Als uw arbeider tussen 1 januari en 30 juni 2010 wordt afgedankt zonder dringende reden, heeft hij recht op een eenmalige crisispremie van 1.666 euro netto. De nieuwe tijdelijke crisismaatregel van de regering wil arbeiders die in deze crisis worden onslagen beter beschermen.

Arbeiders

Elke werknemer met een arbeidsovereenkomst voor werklieden (we spreken dus over arbeiders en niet over bedienden, handelsvertegenwoordigers en dienstboden) waarvan u de arbeidsovereenkomst beëindigt, zonder dringende reden, tussen 1 januari 2010 en 30 juni 2010, heeft recht op een forfaitaire crisispremie. Dit recht bestaat ongeacht of u zijn arbeidsovereenkomst beëindigt met of zonder de naleving van een opzeggingstermijn.
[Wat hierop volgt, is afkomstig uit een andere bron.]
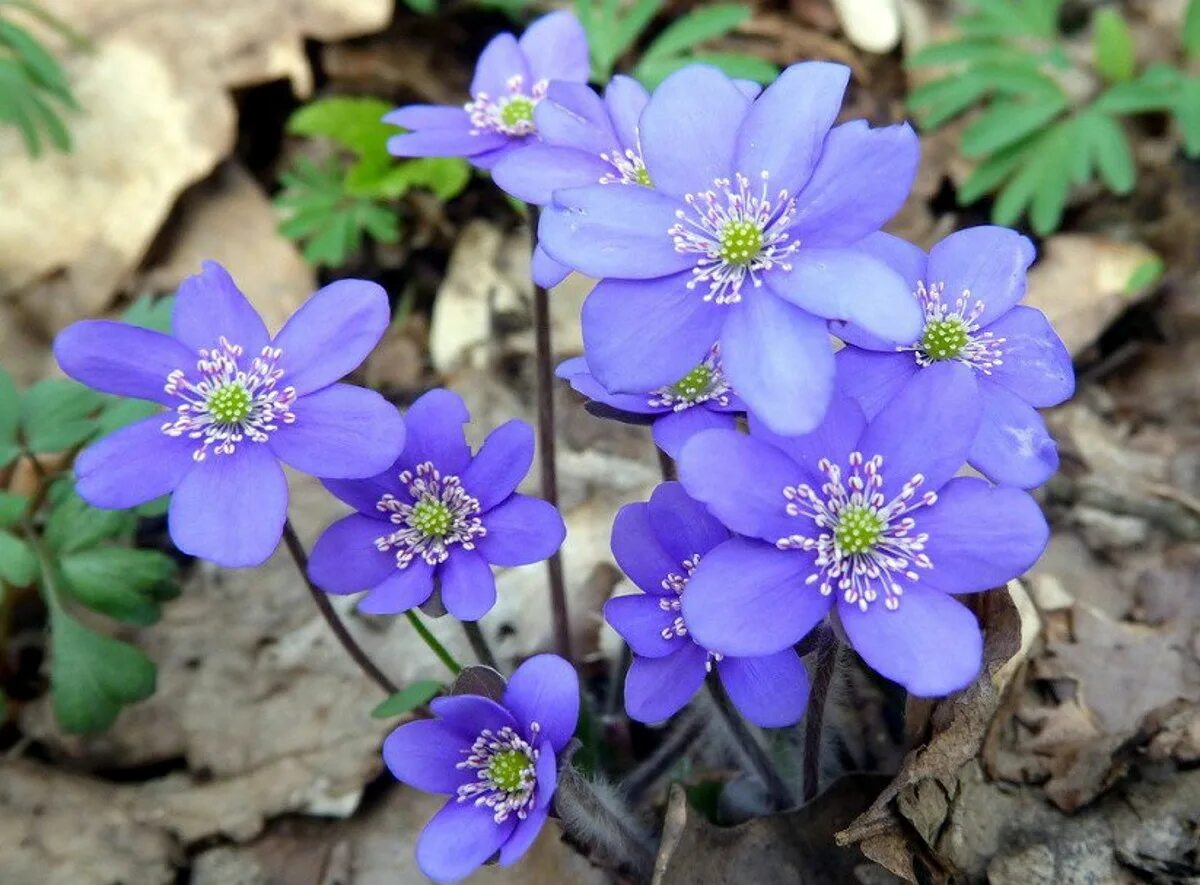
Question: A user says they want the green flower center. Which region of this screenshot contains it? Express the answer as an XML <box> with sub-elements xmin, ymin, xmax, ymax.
<box><xmin>500</xmin><ymin>95</ymin><xmax>534</xmax><ymax>127</ymax></box>
<box><xmin>833</xmin><ymin>506</ymin><xmax>883</xmax><ymax>553</ymax></box>
<box><xmin>718</xmin><ymin>221</ymin><xmax>762</xmax><ymax>265</ymax></box>
<box><xmin>920</xmin><ymin>317</ymin><xmax>970</xmax><ymax>360</ymax></box>
<box><xmin>487</xmin><ymin>749</ymin><xmax>533</xmax><ymax>793</ymax></box>
<box><xmin>409</xmin><ymin>499</ymin><xmax>454</xmax><ymax>537</ymax></box>
<box><xmin>208</xmin><ymin>384</ymin><xmax>254</xmax><ymax>425</ymax></box>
Uw arbeider heeft geen recht op de crisispremie als u zijn arbeidsovereenkomst beëindigt:

tijdens de proefperiode;

bij pensionering;

bij brugpensioen;

bij een herstructurering en hij kan zich inschrijven in een tewerkstellingscel.

Bedrag premie

De forfaitaire vergoeding waarop arbeiders die worden ontslagen zonder dringende reden recht hebben, bedraagt 1.666 euro. De premie komt bovenop de normale opzegtermijnen of -vergoedingen. Bij deeltijdse arbeiders wordt de premie pro rata berekend in verhouding tot zijn contractuele arbeidsprestaties.
De vergoeding wordt fiscaal niet belast (geen bedrijfsvoorheffing verschuldigd) en is vrijgesteld van sociale bijdragen.

Tussenkomst RVA

De Rijksdienst voor arbeidsvoorziening (RVA) neemt het grootste deel van de financiële last op zich en betaalt 1.111 euro. U betaalt de rest nl. 555 euro. Let op, u moet de beëindiging van de arbeidsovereenkomst aangetekend of bij deurwaardersexploot aan de betrokken arbeider kenbaar maken. Vergeet dit niet want anders moet u de hele premie zelf betalen.

Vrijstelling

In de volgende gevallen moet u niks betalen en zal de RVA de hele premie op zich nemen.

1. U maakt voor de arbeider in 2010 gebruik van de collectieve crisisarbeidsduurvermindering of het crisistijdskrediet; of van de economische werkloosheid en dit gedurende vier weken voor arbeiders met een anciënniteit van minder dan 20 jaar of acht weken voor arbeiders met een anciënniteit van meer dan 20 jaar.

2. Uw onderneming telt minder dan tien werknemers en verkeert in economische moeilijkheden. U dient een aanvraag tot vrijstelling in bij de Commissie Ondernemingsplannen.